For a week she waited. And then the unthinkable occurred. Chloe and I were sitting in the upstairs study. I was reading a book; she was watching birds on the electric lines outside the window. I heard a stifled gasp and ran to the window. On the street below was Vronsky. But he was not alone. With him was the neighborhood hussy with her ratty yellow coat – it looked for all the world like a cheap fake fur coat- and her crooked tail. In the middle of the road, in front of the neighbors, they rubbed noses and sauntered shamelessly down the street together. In a flash, Chloe leapt from the window onto my chair. She buried her head in my lap as I tried to console her best I could with pats and cat treats.
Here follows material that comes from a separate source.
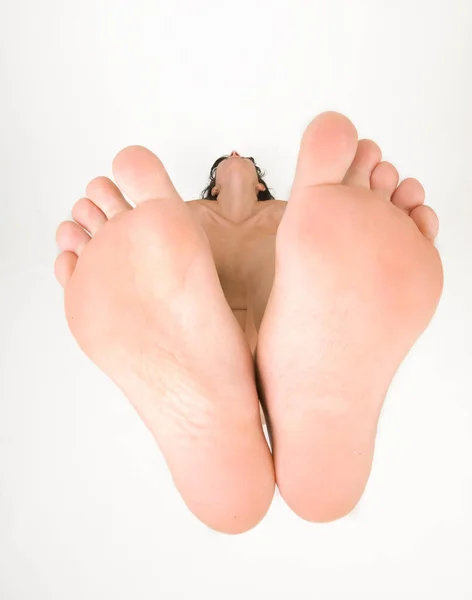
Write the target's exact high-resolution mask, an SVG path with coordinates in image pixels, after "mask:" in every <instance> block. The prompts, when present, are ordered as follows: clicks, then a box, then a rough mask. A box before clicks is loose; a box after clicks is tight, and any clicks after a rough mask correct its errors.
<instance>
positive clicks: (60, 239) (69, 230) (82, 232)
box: [56, 221, 90, 256]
For a week, Chloe stayed away from both the windows. The view was just too painful. When she finally mustered up the courage to return to the usual perch, she jumped back down before twilight, so as not to encounter that shameless pair.
I tried to comfort her with the usual platitudes. “You are too good for him.” “There are plenty of fish in the sea.” I even set her up with a gentleman of my acquaintance, but she found him to be rather stuffy and was still nursing a broken heart. It’s been a year. Maybe she’s ready for a gentleman friend. Pavarotti is older, settled, and comes from a good family. We’ll start with a long-distance romance, mediated by the book club and just see where it leads. As Martin Luther King once said, "Take the first step in faith. You don't have to see the whole staircase, just take the first step." And, who knows, maybe that step will lead you back to the front porch window.